Mitochondrial fatty acid oxidation serves as an essential process for cellular survival, differentiation, proliferation, and energy metabolism. Numerous studies have utilized etomoxir (ETO) for the irreversible inhibition of carnitine palmitoylcarnitine transferase 1 (CPT1), which catalyzes the rate-limiting step for mitochondrial long-chain fatty acid β-oxidation to examine the bioenergetic roles of mitochondrial fatty acid metabolism in many tissues in multiple diverse disease states. Herein, we demonstrate that intact mitochondria robustly metabolize ETO to etomoxir-carnitine (ETO-carnitine) prior to nearly complete ETO-mediated inhibition of CPT1. The novel pharmaco-metabolite, ETO-carnitine, was conclusively identified by accurate mass, fragmentation patterns, and isotopic fine structure. On the basis of these data, ETO-carnitine was successfully differentiated from isobaric structures (e.g., 3-hydroxy-C18:0 carnitine and 3-hydroxy-C18:1 carnitine). Mechanistically, generation of ETO-carnitine from mitochondria required exogenous Mg, ATP or ADP, CoASH, and L-carnitine, indicating that thioesterification by long-chain acyl-CoA synthetase to form ETO-CoA precedes its conversion to ETO-carnitine by CPT1. CPT1-dependent generation of ETO-carnitine was substantiated by an orthogonal approach using ST1326 (a CPT1 inhibitor), which effectively inhibits mitochondrial ETO-carnitine production. Surprisingly, purified ETO-carnitine potently inhibited calcium-independent PLAγ and PLAβ as well as mitochondrial respiration independent of CPT1. Robust production and release of ETO-carnitine from HepG2 cells incubated in the presence of ETO was also demonstrated. Collectively, this study identifies the chemical mechanism for the biosynthesis of a novel pharmaco-metabolite of ETO, ETO-carnitine, that is generated by CPT1 in mitochondria and likely impacts multiple downstream (non-CPT1 related) enzymes and processes in multiple subcellular compartments.

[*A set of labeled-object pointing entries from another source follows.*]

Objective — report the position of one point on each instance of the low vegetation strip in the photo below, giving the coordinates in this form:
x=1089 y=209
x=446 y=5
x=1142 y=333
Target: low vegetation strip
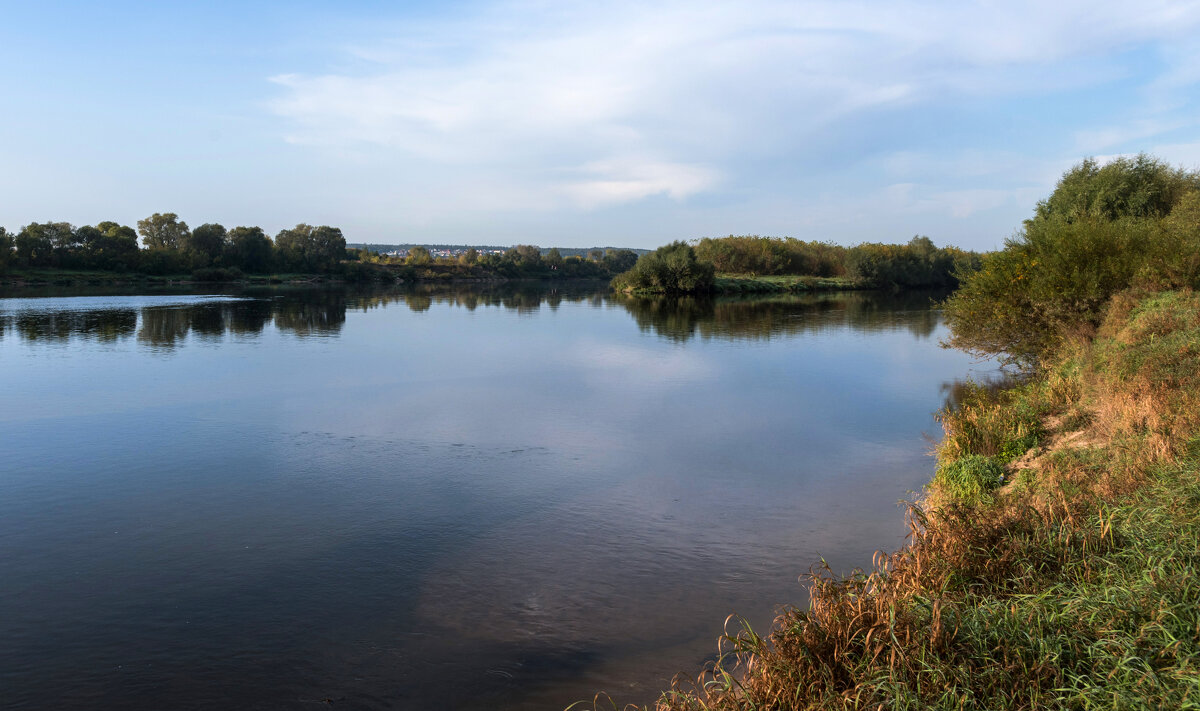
x=750 y=284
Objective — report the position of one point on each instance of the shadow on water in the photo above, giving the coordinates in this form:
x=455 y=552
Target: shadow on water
x=322 y=312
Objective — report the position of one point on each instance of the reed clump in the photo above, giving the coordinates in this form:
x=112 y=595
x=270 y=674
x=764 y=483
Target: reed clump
x=1055 y=565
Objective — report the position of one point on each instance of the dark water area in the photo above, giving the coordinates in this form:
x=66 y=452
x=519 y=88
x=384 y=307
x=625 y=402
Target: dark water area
x=503 y=497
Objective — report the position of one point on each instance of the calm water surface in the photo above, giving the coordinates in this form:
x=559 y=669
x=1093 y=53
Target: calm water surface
x=507 y=499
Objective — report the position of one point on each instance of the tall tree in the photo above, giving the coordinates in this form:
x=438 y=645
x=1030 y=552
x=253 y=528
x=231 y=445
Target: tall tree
x=249 y=249
x=6 y=249
x=208 y=242
x=163 y=231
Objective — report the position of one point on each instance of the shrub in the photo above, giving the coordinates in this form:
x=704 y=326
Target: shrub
x=669 y=269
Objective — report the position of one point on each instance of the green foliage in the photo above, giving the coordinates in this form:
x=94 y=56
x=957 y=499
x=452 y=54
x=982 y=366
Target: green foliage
x=1002 y=424
x=917 y=264
x=217 y=274
x=6 y=249
x=419 y=256
x=1141 y=187
x=670 y=269
x=208 y=243
x=249 y=249
x=765 y=255
x=163 y=231
x=1103 y=231
x=970 y=479
x=310 y=249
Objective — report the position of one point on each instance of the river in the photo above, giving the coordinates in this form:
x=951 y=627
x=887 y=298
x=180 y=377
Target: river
x=496 y=497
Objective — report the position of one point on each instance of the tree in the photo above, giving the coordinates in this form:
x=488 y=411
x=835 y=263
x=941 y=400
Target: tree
x=618 y=261
x=1101 y=231
x=112 y=246
x=1141 y=186
x=313 y=249
x=163 y=231
x=419 y=256
x=35 y=243
x=249 y=249
x=208 y=242
x=6 y=249
x=669 y=269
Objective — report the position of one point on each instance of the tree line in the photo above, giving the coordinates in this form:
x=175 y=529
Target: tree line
x=1132 y=223
x=169 y=246
x=683 y=268
x=517 y=262
x=917 y=264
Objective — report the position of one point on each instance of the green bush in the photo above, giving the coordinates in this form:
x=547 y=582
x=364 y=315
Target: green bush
x=671 y=269
x=969 y=479
x=1134 y=222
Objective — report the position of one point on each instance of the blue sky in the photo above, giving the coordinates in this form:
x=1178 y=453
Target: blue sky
x=579 y=124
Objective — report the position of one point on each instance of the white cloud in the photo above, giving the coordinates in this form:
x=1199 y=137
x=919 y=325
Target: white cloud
x=567 y=106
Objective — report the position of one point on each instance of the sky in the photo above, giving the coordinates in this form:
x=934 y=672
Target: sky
x=581 y=124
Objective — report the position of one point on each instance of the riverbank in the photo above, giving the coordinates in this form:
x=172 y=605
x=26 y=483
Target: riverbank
x=1054 y=565
x=753 y=284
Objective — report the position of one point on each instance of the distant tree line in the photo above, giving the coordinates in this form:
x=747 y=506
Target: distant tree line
x=1132 y=223
x=683 y=268
x=916 y=264
x=519 y=262
x=169 y=246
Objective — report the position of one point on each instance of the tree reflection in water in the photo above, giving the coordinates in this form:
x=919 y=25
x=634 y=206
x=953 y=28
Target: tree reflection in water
x=322 y=312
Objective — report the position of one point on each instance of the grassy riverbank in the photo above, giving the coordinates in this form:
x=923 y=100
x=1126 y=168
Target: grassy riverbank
x=1055 y=565
x=757 y=284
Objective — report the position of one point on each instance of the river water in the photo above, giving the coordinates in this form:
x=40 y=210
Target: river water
x=505 y=497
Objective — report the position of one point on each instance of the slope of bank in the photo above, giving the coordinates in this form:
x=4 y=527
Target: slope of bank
x=1055 y=563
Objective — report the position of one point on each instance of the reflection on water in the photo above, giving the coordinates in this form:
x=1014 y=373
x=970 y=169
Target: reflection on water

线粒体脂肪酸氧化是细胞存活、分化、增殖和能量代谢的必要过程。许多研究利用 etomoxir (ETO) 不可逆地抑制肉碱棕榈酰转移酶 1 (CPT1),CPT1 催化线粒体长链脂肪酸β-氧化的限速步骤,以研究线粒体脂肪酸代谢在多种组织中的生物能学作用在多种不同的疾病状态下。在此,我们证明完整的线粒体在 CPT1 介导的 ETO 抑制之前,会强烈地将 ETO 代谢为 etomoxir-carnitine (ETO-carnitine)。新型药物代谢物 ETO-carnitine 通过精确质量、碎片模式和同位素精细结构得到明确鉴定。基于这些数据,ETO-carnitine 成功地与等质量物质(例如 3-羟基-C18:0 肉碱和 3-羟基-C18:1 肉碱)区分开来。从机制上讲,线粒体生成 ETO-carnitine 需要外源性的 Mg、ATP 或 ADP、CoASH 和 L-肉碱,表明长链酰基辅酶 A 合成酶将其硫酯化形成 ETO-CoA 是其转化为 CPT1 的 ETO-carnitine 的前提。CPT1 依赖性 ETO-carnitine 的生成通过使用 ST1326(CPT1 抑制剂)的正交方法得到证实,该方法可有效抑制线粒体 ETO-carnitine 的生成。令人惊讶的是,纯化的 ETO-carnitine 可强烈抑制钙非依赖性 PLAγ 和 PLAβ 以及独立于 CPT1 的线粒体呼吸。还证明了在 ETO 存在下孵育的 HepG2 细胞中 ETO-carnitine 的大量产生和释放。总之,这项研究确定了 ETO 的新型药物代谢物 ETO-carnitine 的生物合成化学机制,该物质由线粒体中的 CPT1 生成,可能会影响多个亚细胞隔室中的多个下游(非 CPT1 相关)酶和过程。